In the Fall of 2007, a close friend, Nancy Cook, and I wrote a piece for the New York State Middle School Association’s Journal, In Transition. The article, titled “Notice, Think, and Wonder: New Pathways to Engage Critical Thinking” asked the reader to consider using a discussion rubric that Nancy developed to increase the rigor of questions and answers around text. The link is to the entire journal, but the article and embedded rubric starts on page 15.
I still share the Notice, Think, and Wonder rubric that’s in the article while engaging in professional development with teachers. It’s become particularly useful in this age of Common Core standards and increased rigor in instructional activities, particularly around the close reading of text.
I’ve been teaching different versions of “Close Reading” to teachers, evolving over time as I strengthen my relationship with Common Core Reading for Literacy/Informational Text Standard 1: “Read closely to determine what the text says explicitly and make inferences from it.” What started out as teaching teachers to write text dependent questions evolved into setting strong purposes for reading, understanding text complexity, relating the close reading to personal experiences and world events, and now, coming full circle back to Notice, Think, and Wonder.
The impetus for this blog post began with another blog post around Close Reading, written by Kate Roberts and Maggie Beattie Roberts, authors of the popular blog, indent.
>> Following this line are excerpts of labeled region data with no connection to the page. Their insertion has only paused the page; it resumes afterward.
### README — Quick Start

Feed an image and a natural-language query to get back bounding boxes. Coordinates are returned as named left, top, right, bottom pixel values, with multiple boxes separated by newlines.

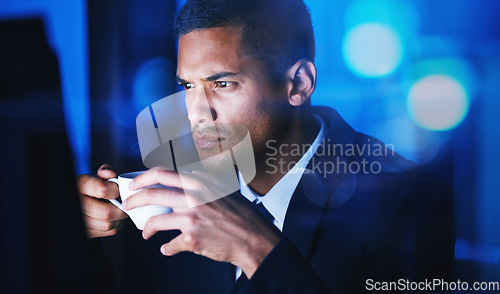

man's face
left=177, top=27, right=291, bottom=168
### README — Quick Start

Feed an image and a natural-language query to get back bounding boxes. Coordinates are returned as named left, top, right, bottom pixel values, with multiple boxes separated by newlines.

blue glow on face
left=342, top=23, right=403, bottom=78
left=407, top=75, right=469, bottom=131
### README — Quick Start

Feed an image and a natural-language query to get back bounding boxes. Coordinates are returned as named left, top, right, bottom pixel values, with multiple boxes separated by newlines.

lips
left=193, top=132, right=224, bottom=149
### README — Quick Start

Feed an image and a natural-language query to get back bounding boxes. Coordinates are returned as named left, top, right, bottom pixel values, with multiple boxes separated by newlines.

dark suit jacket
left=95, top=108, right=455, bottom=293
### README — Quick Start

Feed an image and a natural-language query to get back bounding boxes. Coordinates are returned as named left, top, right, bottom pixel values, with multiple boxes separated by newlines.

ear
left=286, top=59, right=316, bottom=106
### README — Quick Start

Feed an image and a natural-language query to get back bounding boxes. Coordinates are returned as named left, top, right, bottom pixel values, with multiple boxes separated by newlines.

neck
left=245, top=111, right=320, bottom=195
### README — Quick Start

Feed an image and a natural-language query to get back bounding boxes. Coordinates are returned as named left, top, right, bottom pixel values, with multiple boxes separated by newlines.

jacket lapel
left=283, top=107, right=356, bottom=258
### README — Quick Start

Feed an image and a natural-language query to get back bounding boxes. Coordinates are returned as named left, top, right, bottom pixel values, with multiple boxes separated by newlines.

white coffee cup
left=108, top=171, right=172, bottom=230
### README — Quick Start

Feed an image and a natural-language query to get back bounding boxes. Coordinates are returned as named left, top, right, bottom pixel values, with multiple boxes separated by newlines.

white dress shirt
left=236, top=115, right=327, bottom=279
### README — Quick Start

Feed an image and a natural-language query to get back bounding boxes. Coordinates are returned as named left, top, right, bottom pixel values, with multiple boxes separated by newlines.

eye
left=215, top=81, right=233, bottom=88
left=181, top=83, right=194, bottom=90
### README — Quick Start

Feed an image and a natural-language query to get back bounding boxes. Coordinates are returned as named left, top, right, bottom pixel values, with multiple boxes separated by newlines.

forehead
left=177, top=27, right=251, bottom=76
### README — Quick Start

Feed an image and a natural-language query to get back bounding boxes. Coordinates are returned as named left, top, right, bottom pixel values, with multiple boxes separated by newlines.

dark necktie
left=252, top=199, right=274, bottom=223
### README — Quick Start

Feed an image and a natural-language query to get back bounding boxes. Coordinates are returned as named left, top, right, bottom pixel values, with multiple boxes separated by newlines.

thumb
left=97, top=164, right=117, bottom=180
left=160, top=234, right=186, bottom=256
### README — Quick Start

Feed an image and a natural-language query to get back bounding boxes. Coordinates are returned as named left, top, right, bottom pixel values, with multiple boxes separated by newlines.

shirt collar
left=238, top=115, right=327, bottom=231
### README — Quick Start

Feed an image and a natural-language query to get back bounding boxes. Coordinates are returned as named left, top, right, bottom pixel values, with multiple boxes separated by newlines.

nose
left=186, top=87, right=217, bottom=130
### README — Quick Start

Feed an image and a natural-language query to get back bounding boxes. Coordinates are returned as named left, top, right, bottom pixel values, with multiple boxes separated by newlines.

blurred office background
left=0, top=0, right=500, bottom=293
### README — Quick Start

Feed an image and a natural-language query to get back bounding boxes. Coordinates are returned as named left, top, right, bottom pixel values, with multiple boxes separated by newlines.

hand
left=76, top=164, right=128, bottom=238
left=124, top=168, right=281, bottom=278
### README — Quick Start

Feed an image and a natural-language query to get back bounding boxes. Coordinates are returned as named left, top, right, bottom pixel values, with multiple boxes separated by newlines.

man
left=78, top=0, right=454, bottom=293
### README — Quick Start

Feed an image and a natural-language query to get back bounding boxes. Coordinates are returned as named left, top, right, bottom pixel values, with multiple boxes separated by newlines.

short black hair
left=174, top=0, right=315, bottom=82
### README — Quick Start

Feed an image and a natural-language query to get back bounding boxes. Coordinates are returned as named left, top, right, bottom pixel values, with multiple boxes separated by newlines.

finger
left=123, top=188, right=188, bottom=210
left=129, top=167, right=200, bottom=190
left=76, top=175, right=120, bottom=199
left=80, top=195, right=128, bottom=221
left=142, top=212, right=187, bottom=240
left=160, top=234, right=191, bottom=256
left=97, top=164, right=118, bottom=180
left=85, top=217, right=122, bottom=232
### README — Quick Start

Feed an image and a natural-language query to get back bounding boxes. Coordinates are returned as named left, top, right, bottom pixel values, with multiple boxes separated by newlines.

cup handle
left=108, top=178, right=126, bottom=213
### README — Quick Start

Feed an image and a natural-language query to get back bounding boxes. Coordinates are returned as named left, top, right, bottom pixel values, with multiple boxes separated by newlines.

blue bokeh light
left=407, top=75, right=469, bottom=131
left=342, top=23, right=403, bottom=77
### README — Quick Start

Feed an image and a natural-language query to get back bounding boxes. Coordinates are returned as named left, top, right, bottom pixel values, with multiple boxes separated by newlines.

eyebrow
left=175, top=71, right=239, bottom=84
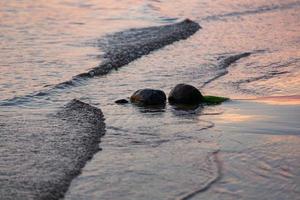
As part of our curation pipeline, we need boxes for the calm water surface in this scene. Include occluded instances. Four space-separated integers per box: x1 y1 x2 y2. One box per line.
0 0 300 199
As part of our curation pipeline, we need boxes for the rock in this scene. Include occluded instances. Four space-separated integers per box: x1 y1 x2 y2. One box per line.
130 89 167 106
115 99 129 104
168 84 203 104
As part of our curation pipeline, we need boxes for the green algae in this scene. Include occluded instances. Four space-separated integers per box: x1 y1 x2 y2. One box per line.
203 96 229 105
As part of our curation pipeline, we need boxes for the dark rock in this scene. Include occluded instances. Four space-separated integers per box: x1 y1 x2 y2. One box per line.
168 84 203 104
115 99 129 104
130 89 167 106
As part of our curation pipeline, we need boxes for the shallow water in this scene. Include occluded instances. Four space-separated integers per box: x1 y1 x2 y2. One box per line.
0 0 300 199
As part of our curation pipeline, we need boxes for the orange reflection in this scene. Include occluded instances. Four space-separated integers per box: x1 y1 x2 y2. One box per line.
255 95 300 105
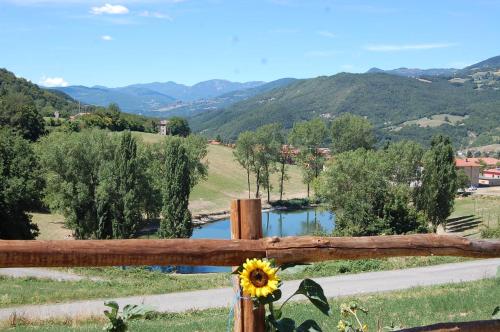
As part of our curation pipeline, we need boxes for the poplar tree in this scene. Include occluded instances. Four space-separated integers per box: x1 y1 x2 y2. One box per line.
158 139 193 238
109 131 143 238
416 135 457 231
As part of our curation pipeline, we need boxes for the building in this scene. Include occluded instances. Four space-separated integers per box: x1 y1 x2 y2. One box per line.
479 167 500 186
468 157 500 168
455 158 481 186
158 120 170 136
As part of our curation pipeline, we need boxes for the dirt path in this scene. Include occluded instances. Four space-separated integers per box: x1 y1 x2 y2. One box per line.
0 267 103 281
0 258 500 320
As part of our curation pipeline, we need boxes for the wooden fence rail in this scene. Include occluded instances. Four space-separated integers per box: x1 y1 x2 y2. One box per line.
0 199 500 332
0 234 500 267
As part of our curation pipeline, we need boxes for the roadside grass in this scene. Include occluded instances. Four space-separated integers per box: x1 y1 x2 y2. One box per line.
31 213 72 240
32 137 307 236
450 195 500 238
5 278 500 332
0 257 465 308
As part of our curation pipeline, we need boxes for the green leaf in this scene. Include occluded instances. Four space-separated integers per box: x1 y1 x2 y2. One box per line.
491 306 500 319
296 319 323 332
258 289 281 304
280 263 311 271
275 318 295 332
273 309 283 319
104 301 120 319
231 264 243 274
123 304 155 320
295 279 330 316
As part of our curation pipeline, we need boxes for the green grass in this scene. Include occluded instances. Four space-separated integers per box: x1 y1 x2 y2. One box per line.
0 268 230 307
6 278 500 332
0 257 464 307
31 213 72 240
450 195 500 238
33 141 307 240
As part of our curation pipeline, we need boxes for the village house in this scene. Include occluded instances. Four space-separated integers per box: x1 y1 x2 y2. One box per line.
158 120 170 136
455 158 481 187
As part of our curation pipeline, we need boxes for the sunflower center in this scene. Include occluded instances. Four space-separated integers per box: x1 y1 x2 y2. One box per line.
250 269 269 287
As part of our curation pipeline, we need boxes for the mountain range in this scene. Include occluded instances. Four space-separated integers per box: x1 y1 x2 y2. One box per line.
47 56 500 146
54 80 265 115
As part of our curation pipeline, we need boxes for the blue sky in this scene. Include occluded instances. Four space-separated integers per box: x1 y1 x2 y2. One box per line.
0 0 500 87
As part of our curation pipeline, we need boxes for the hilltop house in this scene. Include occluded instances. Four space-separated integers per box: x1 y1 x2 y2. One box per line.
158 120 170 136
479 167 500 186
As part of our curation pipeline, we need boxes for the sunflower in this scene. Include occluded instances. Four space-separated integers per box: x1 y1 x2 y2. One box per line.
240 258 280 297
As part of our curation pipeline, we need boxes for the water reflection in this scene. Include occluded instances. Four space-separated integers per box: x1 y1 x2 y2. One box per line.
152 209 335 273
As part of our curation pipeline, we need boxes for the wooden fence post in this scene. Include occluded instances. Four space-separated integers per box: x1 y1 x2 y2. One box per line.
231 199 265 332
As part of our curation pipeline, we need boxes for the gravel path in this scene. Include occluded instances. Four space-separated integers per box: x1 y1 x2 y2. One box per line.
0 258 500 320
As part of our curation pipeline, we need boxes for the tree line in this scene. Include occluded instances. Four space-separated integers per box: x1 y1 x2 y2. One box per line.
0 128 207 239
234 114 460 236
234 114 375 201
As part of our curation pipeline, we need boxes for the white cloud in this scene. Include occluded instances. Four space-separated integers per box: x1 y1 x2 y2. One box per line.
40 77 69 88
90 3 129 15
139 10 172 21
364 43 457 52
316 30 336 38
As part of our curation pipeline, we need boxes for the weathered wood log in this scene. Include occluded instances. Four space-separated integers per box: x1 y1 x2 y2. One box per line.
0 234 500 267
399 320 500 332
You can read their blog post, The Five Corners of the Text, by clicking this sentence. In the post, they stress the importance of engagement and inviting students’ experiences into the way they think critically about the words they read. What they wrote invited a warmth back into this instructional strategy that was missing from my initial interpretation of the standard.
As I read their blog post and reflected on my current and previous work, it dawned on me that a merger of ideas and an additional instructional strategy around close reading was in order. Hence, I’m revisiting “Notice, Think, and Wonder.” The original Notice, Think, and Wonder strategy asked students to collect details around what they notice in text; what jumped off the page at them. It asks students to think about those details and make connections. Finally, it asks them to wonder about the “what if’s,” the “what next’s,” or the potential additional meaning-making that comes from deep engagement with text.
To use Notice, Think, and Wonder in a way that reflects the close reading of text, one simply needs to tweak the intentions of these areas of interaction. In this upgrade, students should be invited to do the following:
Notice:
- What are some of the big ideas in the text that’s being read?
- What are some of the main points that an author wants the reader to know as a result of reading this?
- What’s the major message or point of reading what we are reading?
Think:
- Where in the text did we see support for what we noticed?
- What in our experiences, as related to what we read, make us think of connections to the big ideas?
- How do parts of the texts explicitly lead us to the major message?
Wonder:
- What might the evidence we found in the text, as related to what we noticed, mean?
- What potential conclusions can we draw from the evidence related to what we noticed?
- Is there evidence in the text or in our connections to the text to support anything we might potentially wonder?
I like believing that students would be engaged by deep conversation about text--particularly texts that they are interested in reading, not just texts that the teacher thinks they should read. I’m reminded of high school, when my teachers were adept at drawing me into a text by both relating to my personal experiences while guiding me through metacognitions that created mental velcro for me. Everything stuck, from the prologue to The Canterbury Tales to my empathy for Benji, a central character in Faulkner’s The Sound and the Fury. I want students to live inside texts the way that I was allowed to. I want them to have rich literary experiences that feed their souls for the rest of their lives but also teach them to be evaluative thinkers and questioners of the status quo.
I want students to read voluminously and develop a love of reading that goes beyond the cold and analytical “close reading” and explores what I guess I would call “Close Reading Plus.” Evidence plus experience equals Deep Learning, versus just evidence alone. If we look at the standard and the key words: “close reading,” “what the text says explicitly,” and “make inferences,” then we are doing all those things with this upgrade of Notice, Think, and Wonder. We are also inviting a deeper analysis, a raise in the rigor beyond the standard, which represents the zone to which we should aspire with our modern learners.
Contemporary Perspectives on Literacy, coming this Fall.
Mike on Twitter: @fisher1000
Addendum (10/3/13)
I thought about this a little more and decided to add some additional information to this blog post in terms of extending Notice, Think, and Wonder to writing about evidence and connections.
For one thing, the “Wonder” could include a question about claims, such as, “What claims can you make about what you read? or “What do you wonder about any bold statements that the author made in the text?”
The answers to those questions would be an excellent jumping off point for writing about claims and evidence, engaging both the Reading standards around Key Ideas and Details as well as the Instructional Shifts around Writing from Sources and Text-Dependent questions.